Lors des interviews qu'elle a réalisés pour son livre Des voix derrière le voile, la journaliste Faïza Zerouala a abordé la question de la soumission avec des "Françaises musulmanes, toutes voilées, dont certaines se disent féministes" sans être pour autant militantes, nous explique-t-elle. Sur les dix, neuf portent le hijab et une le voile intégral. "Aucune d’entre elles ne se considère comme fossoyeuse des droits de la femme".

 

"Souvent, on leur reproche de démolir le combat anti-voile mené par des Iraniennes ou des Afghanes. Mais pour elles, la situation est différente puisqu’elles sont Françaises vivant en France. Evidemment, elles ne veulent pas imposer le voile mais en France, lorsqu’une femme le porte, c’est en général par choix."  

 

"En me couvrant, je deviens un sujet pensant"

 

Un choix religieux mais aussi féministe à leurs yeux. "Elles se disent toutes choquées de l’image de la femme diffusée par la publicité ou les clips en Occident.
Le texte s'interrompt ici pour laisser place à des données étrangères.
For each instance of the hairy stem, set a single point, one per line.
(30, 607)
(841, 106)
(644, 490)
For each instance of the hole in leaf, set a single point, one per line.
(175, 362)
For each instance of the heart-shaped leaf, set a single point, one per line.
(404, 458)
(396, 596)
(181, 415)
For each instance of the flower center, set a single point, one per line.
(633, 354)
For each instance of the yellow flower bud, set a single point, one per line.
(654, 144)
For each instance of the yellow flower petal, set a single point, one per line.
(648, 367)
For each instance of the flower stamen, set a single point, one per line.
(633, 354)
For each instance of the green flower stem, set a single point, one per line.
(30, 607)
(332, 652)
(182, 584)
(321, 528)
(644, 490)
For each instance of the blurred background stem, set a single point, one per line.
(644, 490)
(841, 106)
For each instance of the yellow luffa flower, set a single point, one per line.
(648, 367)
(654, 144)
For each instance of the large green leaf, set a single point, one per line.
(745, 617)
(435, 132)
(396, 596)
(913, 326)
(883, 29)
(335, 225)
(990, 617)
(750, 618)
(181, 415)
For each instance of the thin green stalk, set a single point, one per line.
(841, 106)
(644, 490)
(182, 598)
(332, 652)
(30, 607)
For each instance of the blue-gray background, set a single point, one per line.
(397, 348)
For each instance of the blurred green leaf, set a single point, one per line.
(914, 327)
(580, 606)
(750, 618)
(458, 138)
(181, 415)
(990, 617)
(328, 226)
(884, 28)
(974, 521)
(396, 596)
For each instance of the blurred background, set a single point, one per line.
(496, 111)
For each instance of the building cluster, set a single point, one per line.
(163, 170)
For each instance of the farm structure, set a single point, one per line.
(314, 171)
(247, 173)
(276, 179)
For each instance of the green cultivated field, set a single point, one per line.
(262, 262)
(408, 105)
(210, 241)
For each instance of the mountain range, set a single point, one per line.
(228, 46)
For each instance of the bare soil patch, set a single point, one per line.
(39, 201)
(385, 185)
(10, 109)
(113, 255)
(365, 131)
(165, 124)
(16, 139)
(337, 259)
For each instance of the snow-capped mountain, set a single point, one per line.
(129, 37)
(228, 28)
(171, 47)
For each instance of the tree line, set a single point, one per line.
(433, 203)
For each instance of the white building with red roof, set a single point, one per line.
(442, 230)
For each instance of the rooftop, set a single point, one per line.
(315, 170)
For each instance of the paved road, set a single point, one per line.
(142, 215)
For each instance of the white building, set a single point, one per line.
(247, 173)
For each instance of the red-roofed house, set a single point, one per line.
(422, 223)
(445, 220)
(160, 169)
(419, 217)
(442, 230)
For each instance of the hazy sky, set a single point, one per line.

Ce combat contre l'image est commun à toutes les féministes, voilées ou pas", note Faïza. Sauf que les moyens d’action diffèrent. "En me couvrant, je sors la femme de la qualité d’objet, je deviens un sujet pensant", confie une étudiante à la journaliste.

 

"En France on tolère qu'une femme se dénude mais pas qu'elle se couvre"

 

N’y a-t-il pas ici une contradiction évidente ? Pourquoi les hommes n’ont-t-ils pas besoin de se couvrir pour être considérés comme sujets pensants ? "On oublie souvent qu'ils obéissent eux aussi à une certaine pudeur. On ne va pas les voir en minishort", remarque Faïza. "Pour ces dix femmes, en France, il existe un grand paradoxe : on tolère qu'une fille se balade en mini-jupe mais pas qu'elle se couvre." A leurs yeux, cette "intolérance" relève de l'interdit vestimentaire.

 

Dans sa tribune, Ndella compare les féministes "traditionnelles" aux hommes que ces dernières combattaient. Comme ces hommes, les féministes traditionnelles voudraient dicter à des femmes, les féministes musulmanes dans ce cas, comment se vêtir. "Nous refusons de nous laisser dicter la façon dont nous devons nous habiller, par des hommes comme par des femmes".

 

Faïza Zerouala dit "ne toujours pas avoir d'avis sur la question". Son livre, ainsi que la tribune de Ndella Paye, s'inscrivent dans un contexte politique sensible puisque la question du voile à l'université a été de nouveau posée. Pascale Boistard, ministre des Droits des femmes, a déclaré y être "non favorable". Nicolas Sarkozy a abondé dans ce sens tandis que Jean-Louis Bianco, directeur de l'Observatoire de la laïcité, a rappelé pourquoi le voile était admis à l'université. Si Manuel Valls a affirmé que son interdiction "n'était absolument pas d'actualité", la Ligue internationale des droits des femmes a réagi en faveur de celle-ci.